Human trafficking arrests in Texas are skyrocketing as the ongoing border crisis continues to surge.
The Center for Immigration Studies reports that U.S. Customs and Border Control (CBP) apprehended nearly 189,000 immigrants at the southwest border in the month of June alone. This marks a 5% increase in apprehension since May, and is the highest number of apprehensions in a single month in the last 10 years. CBP reports that encounters are up 313.8% overall for fiscal year 2021 compared to last year.
The soaring rates of illegal border crossings has been accompanied by troubling rates of human trafficking. According to Karl Rove in an op-ed for the Wall Street Journal Editorial Board, since Gov. Greg Abbott’s order to intensify border patrols last March, the Texas Department of Public Safety (DPS) has made 1,800 arrests for human trafficking, as well as other crimes such as drug smuggling. Furthermore, the DPS has apprehended over 45,000 immigrants, many of which are members of Mexican cartels and gangs. So far, the Texas legal system has convicted 19 immigrants of sex crimes and subsequently deported them.
According to Reuters, many cartels in Mexico who previously stole oil and sold drugs are shifting to human trafficking as a new lucrative stream of revenue. Mexico is an origin, transit and destination country for the sex trafficking industry, and has recently seen an uptick in gangs shifting to dealing in people.

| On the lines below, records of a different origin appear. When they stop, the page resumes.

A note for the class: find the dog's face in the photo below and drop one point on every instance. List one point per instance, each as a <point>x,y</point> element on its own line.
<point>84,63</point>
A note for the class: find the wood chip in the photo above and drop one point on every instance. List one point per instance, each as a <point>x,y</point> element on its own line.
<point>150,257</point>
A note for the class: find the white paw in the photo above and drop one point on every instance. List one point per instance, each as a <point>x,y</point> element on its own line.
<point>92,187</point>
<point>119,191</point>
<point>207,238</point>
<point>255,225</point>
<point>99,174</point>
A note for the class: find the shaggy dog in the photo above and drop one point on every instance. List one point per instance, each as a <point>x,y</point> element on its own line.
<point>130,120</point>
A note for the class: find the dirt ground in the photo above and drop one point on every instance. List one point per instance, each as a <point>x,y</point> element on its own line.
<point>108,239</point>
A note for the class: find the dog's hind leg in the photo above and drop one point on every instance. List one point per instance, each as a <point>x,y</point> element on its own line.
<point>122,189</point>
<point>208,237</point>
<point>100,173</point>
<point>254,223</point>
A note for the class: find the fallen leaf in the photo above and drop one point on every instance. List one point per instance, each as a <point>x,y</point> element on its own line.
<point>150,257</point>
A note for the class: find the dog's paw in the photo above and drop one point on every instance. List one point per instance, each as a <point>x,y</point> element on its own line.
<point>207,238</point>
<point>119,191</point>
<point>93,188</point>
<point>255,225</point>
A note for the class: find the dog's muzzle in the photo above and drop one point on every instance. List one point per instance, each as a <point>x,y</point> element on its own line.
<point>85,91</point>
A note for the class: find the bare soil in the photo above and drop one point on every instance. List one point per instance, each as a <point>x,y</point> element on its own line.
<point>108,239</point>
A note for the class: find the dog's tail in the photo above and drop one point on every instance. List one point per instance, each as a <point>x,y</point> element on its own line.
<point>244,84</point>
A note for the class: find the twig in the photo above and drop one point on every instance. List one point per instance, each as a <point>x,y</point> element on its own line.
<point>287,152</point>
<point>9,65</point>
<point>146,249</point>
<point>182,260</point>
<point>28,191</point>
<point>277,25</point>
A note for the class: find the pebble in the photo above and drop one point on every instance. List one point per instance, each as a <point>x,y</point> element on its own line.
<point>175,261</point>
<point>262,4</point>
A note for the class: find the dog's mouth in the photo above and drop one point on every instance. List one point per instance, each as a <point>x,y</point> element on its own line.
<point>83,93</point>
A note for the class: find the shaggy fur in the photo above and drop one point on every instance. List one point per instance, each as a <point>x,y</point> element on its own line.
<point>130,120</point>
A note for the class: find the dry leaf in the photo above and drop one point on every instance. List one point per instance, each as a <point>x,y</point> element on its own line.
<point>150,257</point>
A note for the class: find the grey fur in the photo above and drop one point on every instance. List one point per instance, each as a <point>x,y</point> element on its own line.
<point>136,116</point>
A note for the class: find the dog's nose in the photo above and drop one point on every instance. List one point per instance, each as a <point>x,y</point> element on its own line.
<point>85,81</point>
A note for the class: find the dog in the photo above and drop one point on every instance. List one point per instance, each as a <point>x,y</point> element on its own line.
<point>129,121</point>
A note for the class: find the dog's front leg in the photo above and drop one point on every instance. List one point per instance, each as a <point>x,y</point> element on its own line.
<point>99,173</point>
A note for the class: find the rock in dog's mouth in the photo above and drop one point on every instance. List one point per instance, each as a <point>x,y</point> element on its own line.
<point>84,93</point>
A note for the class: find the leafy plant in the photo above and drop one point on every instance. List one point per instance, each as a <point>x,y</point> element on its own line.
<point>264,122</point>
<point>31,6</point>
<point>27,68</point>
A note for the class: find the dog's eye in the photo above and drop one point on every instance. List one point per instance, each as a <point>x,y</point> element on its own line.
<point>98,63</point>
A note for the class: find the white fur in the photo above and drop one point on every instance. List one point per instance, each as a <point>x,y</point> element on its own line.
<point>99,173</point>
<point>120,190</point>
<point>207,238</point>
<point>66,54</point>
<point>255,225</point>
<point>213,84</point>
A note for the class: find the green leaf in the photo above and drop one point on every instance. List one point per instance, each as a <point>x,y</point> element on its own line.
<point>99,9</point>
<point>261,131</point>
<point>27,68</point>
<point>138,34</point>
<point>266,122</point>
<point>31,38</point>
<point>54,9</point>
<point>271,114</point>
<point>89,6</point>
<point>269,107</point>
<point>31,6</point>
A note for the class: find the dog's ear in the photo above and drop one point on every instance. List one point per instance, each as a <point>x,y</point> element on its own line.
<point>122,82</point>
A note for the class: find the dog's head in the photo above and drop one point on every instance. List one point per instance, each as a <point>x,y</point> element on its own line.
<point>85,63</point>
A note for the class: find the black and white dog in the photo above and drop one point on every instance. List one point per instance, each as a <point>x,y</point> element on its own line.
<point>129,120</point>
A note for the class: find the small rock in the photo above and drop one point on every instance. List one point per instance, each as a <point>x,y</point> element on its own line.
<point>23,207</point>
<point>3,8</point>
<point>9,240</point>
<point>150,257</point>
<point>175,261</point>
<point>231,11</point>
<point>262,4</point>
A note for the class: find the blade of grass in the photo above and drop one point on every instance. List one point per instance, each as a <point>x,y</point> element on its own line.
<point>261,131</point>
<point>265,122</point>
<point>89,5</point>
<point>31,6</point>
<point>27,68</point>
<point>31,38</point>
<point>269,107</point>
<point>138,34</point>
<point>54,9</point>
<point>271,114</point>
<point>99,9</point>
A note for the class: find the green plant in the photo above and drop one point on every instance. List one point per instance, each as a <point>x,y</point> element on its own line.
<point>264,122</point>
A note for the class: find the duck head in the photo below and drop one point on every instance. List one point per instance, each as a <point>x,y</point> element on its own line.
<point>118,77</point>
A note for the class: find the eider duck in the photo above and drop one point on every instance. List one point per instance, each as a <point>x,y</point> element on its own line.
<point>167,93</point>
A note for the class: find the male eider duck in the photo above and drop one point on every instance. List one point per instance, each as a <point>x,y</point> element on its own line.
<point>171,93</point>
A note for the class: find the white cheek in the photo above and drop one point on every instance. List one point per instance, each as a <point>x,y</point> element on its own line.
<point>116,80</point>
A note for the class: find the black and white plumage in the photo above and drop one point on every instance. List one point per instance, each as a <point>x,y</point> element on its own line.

Cartels that have shifted to the human trafficking industry include the Guanajuato-based Santa Rosa de Lima gang and Mexico City's Tepito Union drug gang.
Santiago Nieto, head of Mexico’s financial intelligence unit, told Reuters that many gangs are shifting to sex trafficking as their main source of revenue and estimated that trafficking has become the third largest illicit activity in Mexico, behind drug and arms dealing.
FOX News recently reported that Mexican cartels make as much as $14 million dollars a day smuggling individuals across the border and into the United States. Retired Tucson Border Patrol Chief Roy Villareal recently stated that trafficked individuals become slaves to pay to be smuggled across the U.S. border.
“A lot of these vulnerable populations use their life savings,” Villareal told FOX News. “Some are essentially indentured servants and they’re working off this debt for a long period of time. In other cases, some of these migrants are asked to transport narcotics or some form of crime to work off a different part of their debt.”
In his op-ed, Rove juxtaposes two massively differing viewpoints regarding the current border crisis. During a June 25 visit to El Paso, Vice President Kamala Harris stated that “we have seen extreme progress over these last few months.” On June 30, Abbott stated that “the Biden administration is completely failing” in their attempt to correct the border crisis. Addressing this disagreement, Kelly Hancock, chairman of the State Senate Veterans Affairs and Border Security Committee, concluded that “Facts say the governor is right and make it difficult to figure out Ms. Harris’ definition of ‘extreme progress.’”
A June poll conducted by the Washington Post/ABC found that a staggering 51% of Americans disapprove of Biden’s handling of “the immigration situation at the U.S.-Mexico border,” whereas only 33% approve of his actions.
A recent study by the Pew Research Center supports the poll data and revealed that over two-thirds (68%) of Americans think the current administration is doing a “bad job” at dealing with the border crisis and nearly 8 in 10 (79%) of respondents believe it is very or somewhat important to reduce the number of asylum seekers at the U.S. border.